Personally I find that selling fiction on Amazon is unprofitable now, compared to before the introduction of Amazon’s Kindle.
However, this is due to a combination of factors – for the most part, postage costs. Royal Mail price rises have made it nearly impossible to make any sort of profit to sell low-value fiction (1p books), even for large letters, and no chance at all for packet-sized books, no matter how light in weight.
That said, many popular Kindle books are priced above used printed book prices, so buyers might purchase a printed copy despite owning an electronic device, to save money.
I have to admit to owning a Kindle, but I still prefer to read via printed books. It’s just not the same experience. However, my husband Clive likes the Kindle to play electronic games on – something I don’t do at all.
My sisters love their Kindles and no longer buy printed books. So I guess it’s an individual choice.
I can see if you go on holiday via an aeroplane, then due to charges apportioned to weights of baggage, then an e-reader is very useful.
We drive to France, so taking a dozen printed books is no hardship. Should we fly somewhere, I may have to reconsider using my Kindle instead of printed copies.
So to sum up, I don’t think e-readers have had quite the impact I first expected when Amazon released the Kindle. Many books are not available via download and may even cost more than a printed copy: you can’t give away a download or donate it to charity shops.
My son is in university and we offered to buy a Kindle for him to download books (his bag is so heavy due to carrying books around all day). He declined because he prefers printed books.

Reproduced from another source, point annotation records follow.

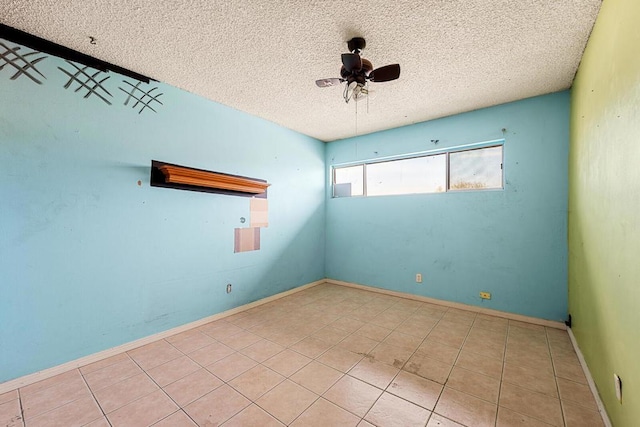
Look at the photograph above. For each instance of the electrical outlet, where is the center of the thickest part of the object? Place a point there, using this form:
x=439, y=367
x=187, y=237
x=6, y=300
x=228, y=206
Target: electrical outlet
x=618, y=385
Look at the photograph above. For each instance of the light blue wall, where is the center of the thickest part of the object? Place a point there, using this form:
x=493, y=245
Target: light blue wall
x=511, y=243
x=90, y=260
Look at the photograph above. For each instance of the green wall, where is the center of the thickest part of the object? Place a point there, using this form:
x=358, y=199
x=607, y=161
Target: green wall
x=604, y=207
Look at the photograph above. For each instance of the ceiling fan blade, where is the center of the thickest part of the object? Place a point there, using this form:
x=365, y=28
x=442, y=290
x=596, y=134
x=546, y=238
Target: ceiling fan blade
x=351, y=61
x=328, y=82
x=385, y=74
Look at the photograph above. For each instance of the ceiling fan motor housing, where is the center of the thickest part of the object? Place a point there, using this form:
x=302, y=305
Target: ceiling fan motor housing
x=356, y=44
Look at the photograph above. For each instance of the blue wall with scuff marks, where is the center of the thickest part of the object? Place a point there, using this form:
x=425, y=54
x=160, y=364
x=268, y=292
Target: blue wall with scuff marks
x=512, y=242
x=90, y=260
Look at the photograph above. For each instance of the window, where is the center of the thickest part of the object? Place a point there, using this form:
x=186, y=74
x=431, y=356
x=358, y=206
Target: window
x=475, y=169
x=408, y=176
x=348, y=181
x=455, y=170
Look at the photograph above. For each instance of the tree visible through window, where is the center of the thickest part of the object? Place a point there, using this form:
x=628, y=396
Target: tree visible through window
x=456, y=170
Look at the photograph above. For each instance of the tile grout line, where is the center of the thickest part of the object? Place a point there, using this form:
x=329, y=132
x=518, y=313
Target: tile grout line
x=504, y=363
x=159, y=387
x=21, y=408
x=95, y=399
x=555, y=376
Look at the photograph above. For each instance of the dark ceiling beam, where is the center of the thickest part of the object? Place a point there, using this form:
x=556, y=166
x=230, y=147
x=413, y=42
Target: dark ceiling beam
x=45, y=46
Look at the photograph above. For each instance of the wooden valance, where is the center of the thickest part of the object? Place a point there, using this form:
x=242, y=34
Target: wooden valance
x=186, y=178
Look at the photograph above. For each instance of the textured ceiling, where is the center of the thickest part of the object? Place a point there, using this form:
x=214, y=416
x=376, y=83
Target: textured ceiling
x=263, y=57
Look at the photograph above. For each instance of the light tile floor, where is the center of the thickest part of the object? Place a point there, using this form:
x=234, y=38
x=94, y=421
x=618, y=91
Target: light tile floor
x=326, y=356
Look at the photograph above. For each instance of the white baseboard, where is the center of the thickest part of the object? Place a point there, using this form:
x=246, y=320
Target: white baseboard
x=497, y=313
x=592, y=383
x=83, y=361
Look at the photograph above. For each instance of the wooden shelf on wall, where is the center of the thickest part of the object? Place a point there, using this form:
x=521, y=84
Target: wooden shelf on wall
x=186, y=178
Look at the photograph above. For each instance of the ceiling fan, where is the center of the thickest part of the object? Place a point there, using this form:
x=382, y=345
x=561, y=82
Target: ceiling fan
x=357, y=72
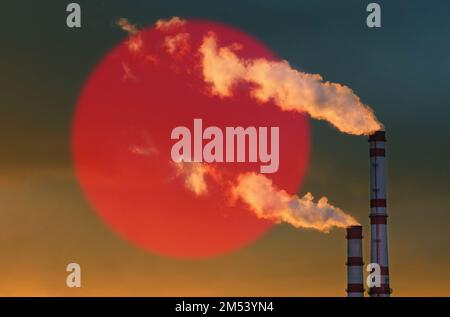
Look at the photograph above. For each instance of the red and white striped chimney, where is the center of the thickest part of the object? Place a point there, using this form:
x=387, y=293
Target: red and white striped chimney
x=378, y=212
x=355, y=279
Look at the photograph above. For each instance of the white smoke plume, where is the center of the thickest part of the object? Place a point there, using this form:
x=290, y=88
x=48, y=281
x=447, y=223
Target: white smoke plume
x=126, y=26
x=135, y=41
x=178, y=43
x=195, y=175
x=169, y=24
x=289, y=88
x=268, y=202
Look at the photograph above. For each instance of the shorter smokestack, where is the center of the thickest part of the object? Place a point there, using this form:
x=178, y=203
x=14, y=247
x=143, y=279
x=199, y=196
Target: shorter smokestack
x=355, y=279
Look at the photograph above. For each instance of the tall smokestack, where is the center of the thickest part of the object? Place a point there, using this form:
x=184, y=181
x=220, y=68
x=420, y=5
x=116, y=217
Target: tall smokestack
x=378, y=212
x=355, y=283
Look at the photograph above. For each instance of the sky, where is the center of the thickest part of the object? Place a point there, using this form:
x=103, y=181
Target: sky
x=401, y=70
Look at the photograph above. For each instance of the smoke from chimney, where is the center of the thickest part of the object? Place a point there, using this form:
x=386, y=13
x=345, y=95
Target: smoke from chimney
x=289, y=88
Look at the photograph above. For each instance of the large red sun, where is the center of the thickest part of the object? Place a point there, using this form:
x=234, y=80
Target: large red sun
x=121, y=142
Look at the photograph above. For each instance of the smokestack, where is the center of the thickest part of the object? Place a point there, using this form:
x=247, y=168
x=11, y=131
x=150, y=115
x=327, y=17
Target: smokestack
x=355, y=286
x=378, y=212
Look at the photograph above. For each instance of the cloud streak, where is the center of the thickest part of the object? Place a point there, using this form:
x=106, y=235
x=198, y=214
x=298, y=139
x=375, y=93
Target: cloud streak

I think this is the case for many book readers, of all ages: ebooks have their place and are very useful, but I have a vision of a bookcase which should hold a variety of books, in all colours and conditions, but the shelves are empty except for a small square object looking very lost. Yes, that small object may hold several hundred books, but no one except the owner will see them.
Here are a dozen advantages and disadvantages of ebook e-readers…
1. Less physical space is required to store ebooks, and hundreds or thousands of books may be stored on the same device.
2. Because they require little space, ebooks can be offered indefinitely, with no out-of-print date, allowing authors to continue to earn royalties indefinitely.
3. Readers who have difficulty reading printed books can benefit from the adjustment of text size and font face.
4. eBook devices allow reading in low light or even total darkness by means of a back light.
5. An ebook can automatically open at the last-read page.
6. It is easier for authors to self-publish ebooks.
7. Although they require electricity to be read, the production of ebooks does not consume the paper, ink, and other resources that are used to produce print books.
8. If not viewed on computers, ebooks require the purchase of an electronic device and/or peripheral software which can display them. If they are to be viewed on a personal computer, it may require additional software
9. All ebook devices require electrical power, resulting in the consumption of electricity.
10. eBook readers are far more likely to be stolen than paper books. If an ebook device is stolen, lost, or broken beyond repair, all ebooks stored on the device may be lost.
11. There is a loss of tactility and the aesthetics of book bindings.
12. Looking at a screen for a long time may cause eye strain and sometimes headaches.